The school was named the College of Medical Evangelists to reflect its divine purpose: to train evangelists specifically equipped to minister through medical work. The original vision was not merely to produce physicians with an interest in evangelism, but to develop medical evangelists, individuals whose primary mission was to combine healing and gospel outreach.

The two-year “Medical Evangelist” course began a year earlier than the full medical program, enrolling its first students in the fall of 1908. Sadly, It only continued for fifteen years, with the last intake in 1923. Over time, the training of AMA-accredited physicians became the primary focus of the College of Medical Evangelists, gradually overshadowing the original evangelistic course and vision for the school to train medical evangelists to preach the gospel to all the world.
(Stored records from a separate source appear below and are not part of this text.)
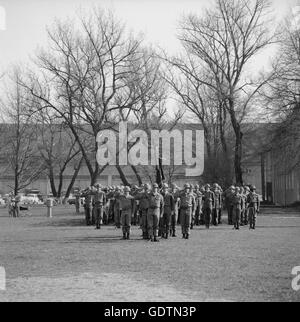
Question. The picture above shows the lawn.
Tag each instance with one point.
(60, 259)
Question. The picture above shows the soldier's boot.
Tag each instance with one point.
(156, 240)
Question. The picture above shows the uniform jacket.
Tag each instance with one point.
(209, 199)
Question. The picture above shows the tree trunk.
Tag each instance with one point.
(75, 174)
(238, 150)
(52, 183)
(139, 179)
(238, 158)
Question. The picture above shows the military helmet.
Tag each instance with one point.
(127, 189)
(147, 186)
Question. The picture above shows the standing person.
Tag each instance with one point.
(237, 200)
(77, 202)
(187, 209)
(216, 213)
(143, 199)
(16, 201)
(99, 200)
(168, 211)
(246, 192)
(192, 188)
(243, 206)
(88, 205)
(229, 203)
(174, 215)
(134, 192)
(156, 206)
(198, 199)
(126, 207)
(208, 205)
(10, 205)
(117, 217)
(253, 206)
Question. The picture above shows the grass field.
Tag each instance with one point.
(60, 259)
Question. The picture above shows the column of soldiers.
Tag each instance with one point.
(158, 210)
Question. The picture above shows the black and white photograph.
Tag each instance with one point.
(149, 153)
And it did not stop there, from AMMC to Loma Linda, and in 1919, AMA required that only accredited premedics should be accepted for their school.  The new accreditation requirements had a ripple effect across Adventist colleges, pushing them to hire teachers with advanced degrees. Since these institutions couldn’t grant Ph.D.s themselves, students were forced to pursue higher education at secular universities. This shift gave external accrediting bodies influence over libraries and teacher training, exposing future church leaders to non-Adventist ideologies. As a result, these leaders risked adopting and spreading beliefs influenced by secular and non-Biblical thinking. In seeking legal recognition, Loma Linda and other Adventist schools became tied to worldly institutions that now defined and controlled their educational standards.
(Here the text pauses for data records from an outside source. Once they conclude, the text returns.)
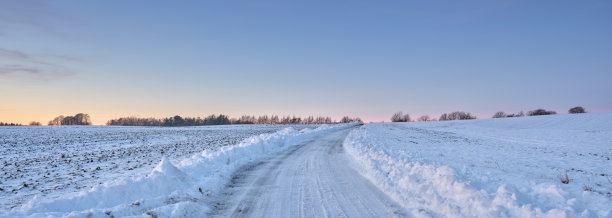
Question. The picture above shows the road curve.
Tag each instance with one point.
(312, 180)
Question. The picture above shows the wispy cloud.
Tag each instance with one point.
(19, 64)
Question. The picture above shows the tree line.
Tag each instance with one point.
(460, 115)
(224, 120)
(78, 119)
(9, 124)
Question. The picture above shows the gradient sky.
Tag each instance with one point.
(359, 58)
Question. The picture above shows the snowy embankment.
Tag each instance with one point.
(172, 190)
(511, 167)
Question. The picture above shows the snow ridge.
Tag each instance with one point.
(429, 167)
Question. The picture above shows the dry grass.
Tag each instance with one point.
(564, 178)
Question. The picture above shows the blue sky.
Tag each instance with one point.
(358, 58)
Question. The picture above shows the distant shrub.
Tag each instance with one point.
(457, 115)
(539, 112)
(9, 124)
(347, 119)
(400, 117)
(78, 119)
(576, 110)
(424, 118)
(499, 114)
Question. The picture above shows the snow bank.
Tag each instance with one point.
(171, 190)
(491, 168)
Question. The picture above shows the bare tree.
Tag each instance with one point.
(400, 117)
(499, 114)
(424, 118)
(576, 110)
(539, 112)
(457, 115)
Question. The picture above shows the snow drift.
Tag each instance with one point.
(172, 190)
(491, 168)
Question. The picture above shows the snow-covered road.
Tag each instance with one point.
(312, 180)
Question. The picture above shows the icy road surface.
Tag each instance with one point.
(312, 180)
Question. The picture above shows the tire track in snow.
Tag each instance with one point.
(311, 180)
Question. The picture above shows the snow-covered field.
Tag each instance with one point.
(507, 167)
(510, 167)
(52, 161)
(172, 188)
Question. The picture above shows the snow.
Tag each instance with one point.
(506, 167)
(180, 188)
With great sadness, Magan, reflecting back to the early years, was well aware that history was repeating in his own time. He lamented only seeing so little fruit of their labors. The problem was visible as early as 1924 when only a few graduating physicians at Loma Linda wanted to go to foreign mission stations. Since then most of them preferred to open private practices in California.

Conclusion

The Lord Jesus sees all these when he said that the harvest is great but the labourers are few. Not only were there few physicians willing to serve as missionaries from CME, but also few were trained as medical evangelists patterned after Jesus' model of preaching the gospel. Jesus' method of work stands as the greatest example of medical evangelism. Loma Linda could have been the model school to produce evangelists symmetric in their approach to the gospel commission.

Ellen White was a source of guiding light to the steps of the pioneers through the light that God had given her throughout her lifetime and even after she died, the light still was ever faithful guiding the church’s health and education reformers. Yet, the blueprint of education still stands unfulfilled by God’s people. Today the counsel is true as ever,

“The medical missionary work is to the work of the church as the right arm to the body. The third angel's message goes forth proclaiming the commandments of God and the faith of Jesus. The medical missionary work is the gospel in practise. ” 

It seemed that the church had not learned the lesson from AMMC and John Kellog; he separated the work of health reform from the ministry of the word making it the all important work. It was nothing different to what happened to Loma Linda in its founding years, when the medical training was taken over by a worldly organisation stripping it away from the church. 

The result was the same, when our church leaders and pioneers followed the way of the world, our institutions became like the world. The church cannot fulfill its mission to preach the third angel’s message using the methods of the world. How important it is to be faithful to God’s promises in his word that He will be with us even to the end of the age, and be faithful to the counsels of God’s prophet.